Apple sold more than 2 million iPhone 5 smartphones in the first 24 hours it was available for preorder. The figure was more than double the record set by the iPhone 4S.
Apple sold more than 2 million iPhone 5 smartphones in the first 24 hours
that it was available for preorder. This was more than double the record set by
the iPhone 4S nearly a year ago, Apple said in a Sept. 17 statement.
AT&T announced the same morning that customers had ordered record
numbers of iPhone 5s over the weekend, making it the
fastest-selling
iPhone the carrier has ever offered.
After its Sept. 12 introduction, the iPhone 5 became available for
preorder Sept. 14, just after midnight on the West Coast.
"Customers ordered more iPhones from AT&T than any previous model
both on its first day of preorders and over the weekend," said AT&T.
On the Apple site,
stocks
were depleted after just an hour of availability, and Apple changed the
ship date on the site from Sept. 21 to "two weeks."
"Demand for iPhone 5 exceeds the initial supply and while the majority
of pre-orders will be delivered to customers on September 21," Apple said
in its statement, "many are scheduled to be delivered in October."
Nearly a year ago, Apple announced that preorders for the iPhone 4S exceeded
1 million phones in the first day, breaking the record of the year
before-orders for more than 600,000 iPhone 4 smartphones after its release.
Verizon Wireless and Sprint also began offering the iPhone 5 Sept. 14,
though neither has shared news about their sales efforts just yet.
Research firm IHS iSuppli has forecast strong sales for the iPhone 5,
writing in a Sept. 13 research note that phone will be a "major success in
the market, helping to drive Apple's smartphone shipments in 2012 to 149
million units, up 60 percent from 93 million in 2011."
IHS added that Apple will begin selling the iPhone 5 with just over one week
left in its fiscal third quarter, so that most of the sales will impact its
fourth quarter, making it "Apple's biggest quarter for iPhone sales in
history."
Despite Android's dominance in the marketplace-
according to Gartner,
more than 64 percent of the mobile devices that shipped during the second
quarter ran Google's Android OS-IHS calls Apple's iOS "still the most
valuable mobile content marketplace."
The iPhone 5 features a 4-inch display (on the diagonal), a first for Apple,
which has maintained a 3.5-inch display on past models. The larger display will
accommodate older applications, though Apple has offered developers a fix, for a
more perfect experience.
"The new iPhone will support old apps via the addition of a ribbon so
as to preserve the original aspect ratio," wrote Jack Kent, an IHS senior
analyst. "While this will maintain the experience, it does fall short of
the flawless hardware-software integration that a vertically integrated model
like Apple's should provide."
Also imperfect will be the iPhone 5's support of Long-Term Evolution (LTE)

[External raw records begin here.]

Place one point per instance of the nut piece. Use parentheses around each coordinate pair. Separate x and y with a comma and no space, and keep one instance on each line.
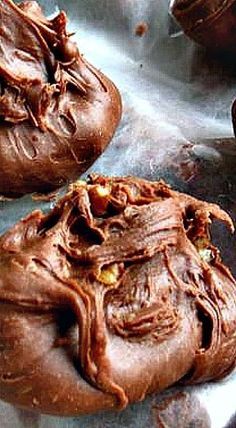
(202,245)
(99,198)
(109,275)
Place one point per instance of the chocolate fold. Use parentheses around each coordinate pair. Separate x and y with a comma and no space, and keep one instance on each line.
(57,112)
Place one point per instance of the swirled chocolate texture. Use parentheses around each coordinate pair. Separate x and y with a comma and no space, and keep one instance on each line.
(210,23)
(115,294)
(57,112)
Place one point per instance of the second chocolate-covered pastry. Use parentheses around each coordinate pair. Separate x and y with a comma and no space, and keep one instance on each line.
(116,293)
(57,112)
(210,23)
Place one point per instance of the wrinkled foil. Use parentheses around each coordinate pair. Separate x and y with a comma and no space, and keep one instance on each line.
(176,126)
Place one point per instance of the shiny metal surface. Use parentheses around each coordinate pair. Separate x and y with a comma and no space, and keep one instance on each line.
(176,125)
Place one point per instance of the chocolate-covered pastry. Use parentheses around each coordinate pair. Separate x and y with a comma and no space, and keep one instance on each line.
(116,293)
(57,112)
(211,23)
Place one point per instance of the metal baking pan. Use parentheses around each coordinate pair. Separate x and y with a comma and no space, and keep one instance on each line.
(176,125)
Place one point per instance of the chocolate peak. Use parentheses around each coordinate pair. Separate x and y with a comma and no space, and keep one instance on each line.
(57,112)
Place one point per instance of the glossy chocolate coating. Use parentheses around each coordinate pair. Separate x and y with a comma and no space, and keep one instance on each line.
(116,293)
(57,112)
(210,23)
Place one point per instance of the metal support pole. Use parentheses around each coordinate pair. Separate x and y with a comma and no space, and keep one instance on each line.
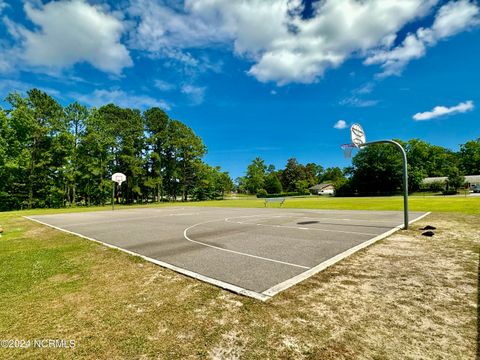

4G technology-another first. While Apple's support for LTE will help increase
support for the technology, according to IHS, only European operators with 4G
deployments on the 1,800MHz band will be compatible with the iPhone 5's LTE
capabilities.
"This will affect the competitive position of carriers," said the
IHS report. "Those that have LTE networks compatible with the iPhone 5
will benefit at the expense of those that either have not launched LTE or have
LTE networks that operate on incompatible frequencies."
Apple will begin selling the iPhone 5 at 356 U.S. Apple retail stores at 8
a.m. Friday, Sept. 21.
"iPhone 5 is the best iPhone yet, the most beautiful product we've ever
made," Philip Schiller, Apple's senior vice president of marketing, said
in a statement, "and we hope customers love it as much as we do."